Do evidential presumptions play an important role in damages claims? 

The Law on Private Enforcement has enacted different legal presumptions, namely in its Articles 7, 8(3), and 9(1), respectively, regarding the existence of decisive influence, infringements, passing-on, and damages that reverse the burden of proof, in compliance with the Directive. Specifically, regarding cartel cases, Article 9(1) of the Law on Private Enforcement enshrines a presumption of damages (and causation) with regard to cartel practices, in accordance with Article 17(2) of the Directive. 

How would courts deal with issues of commercial confidentiality if found on evidence? 

Commercial confidentiality is taken into consideration, as prescribed in Articles 12(4) and 12(5)(c) of the Law on Private Enforcement. Disclosure and access to evidence are dependent on a test of proportionality and relevance. Evidence containing confidential information shall be attached to the proceedings, and special measures shall be enacted to protect commercial confidentiality, as set out in Article 12(7), e.g., concealing confidential information from documents or instructing experts to summarize the information in an aggregated or otherwise non-confidential form, among others. 

Are there any exemptions for prohibited practices? 

Prohibited practices may be exempted under Article 10 of the PCL or Article 101(3) of the TFEU, or both. Since there are no industry-specific defenses, these general rules apply. Additionally, there are some exceptions made in the name of public interest.  

Are defendants able to join other cartel participants to the claim as co-defendants? 

Generally, cartel participants are procedurally able to request the joinder of other cartel participants to the claim as co-defendants. 

What are commonly the timings in a breach of competition law claim? 

The general rule is, that once an infringement ceases, injured parties will benefit from a period of five years to bring a claim.
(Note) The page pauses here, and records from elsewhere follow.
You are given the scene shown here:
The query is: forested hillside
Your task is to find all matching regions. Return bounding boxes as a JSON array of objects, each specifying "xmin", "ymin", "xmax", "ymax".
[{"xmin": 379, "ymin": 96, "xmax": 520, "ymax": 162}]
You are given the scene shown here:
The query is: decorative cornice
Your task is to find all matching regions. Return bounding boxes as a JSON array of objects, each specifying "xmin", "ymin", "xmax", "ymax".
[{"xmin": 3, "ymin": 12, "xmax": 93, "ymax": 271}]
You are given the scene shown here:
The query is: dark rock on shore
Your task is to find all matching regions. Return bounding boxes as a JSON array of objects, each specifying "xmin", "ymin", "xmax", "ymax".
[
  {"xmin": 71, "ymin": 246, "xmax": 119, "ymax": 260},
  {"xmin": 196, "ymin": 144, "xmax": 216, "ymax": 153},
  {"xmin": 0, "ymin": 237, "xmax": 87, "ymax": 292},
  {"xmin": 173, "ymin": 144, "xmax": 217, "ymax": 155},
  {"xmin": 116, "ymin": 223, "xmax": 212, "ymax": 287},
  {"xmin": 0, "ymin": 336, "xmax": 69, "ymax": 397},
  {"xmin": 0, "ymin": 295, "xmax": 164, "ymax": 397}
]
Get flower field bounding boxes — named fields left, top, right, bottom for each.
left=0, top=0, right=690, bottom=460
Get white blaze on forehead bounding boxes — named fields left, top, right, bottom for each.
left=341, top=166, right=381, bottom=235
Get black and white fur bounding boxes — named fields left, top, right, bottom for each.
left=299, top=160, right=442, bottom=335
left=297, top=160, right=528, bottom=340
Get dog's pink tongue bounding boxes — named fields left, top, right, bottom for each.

In any case, the limitation period may not exceed 20 years counting from when the right to compensation for damages could be exercised. For competition law claims brought before the Competition Court, as well as possible appeals to the Lisbon Court of Appeal and to the Supreme Court, they may generally take, respectively, between two and three years until a judgment is given. 

Is leniency offered by a national competition authority in your jurisdiction? 

The Portuguese Competition Authority may grant immunity from a fine or reduction of a fine pursuant to certain forms of infringement of Article 101(1) of the TFEU and/or its equivalent, Article 9 of the PCL. 

What are the anticipated reforms to the competition law? 

Firstly, the Law on Private Enforcement, which implemented the EU Directive on Antitrust Damages Actions in 2018, goes beyond this Directive in several aspects, such as: (i) the law is applicable both to claims for damages and to any “other requests” based on a violation of EU or Member State competition law (e.g., actions for access to evidence or declarations of nullity/voidness of contractual clauses, interim measures, etc.); (ii) the parent company is liable for their subsidiaries’ infringements and there is a presumption of exercise of control above a 90% shareholding. (iii) the law provides the right of opt-out representative actions (“ação popular”) that may be used in actions for damages regarding the violation of competition laws. Secondly, Law No 17/2022 of 17 August implements Directive (EU) 2019/1, giving more powers of investigation to the Portuguese Competition Authority, to ensure the proper functioning of the internal market (“ECN+ Directive”), leading to more robust public enforcement and additional condemnatory decisions.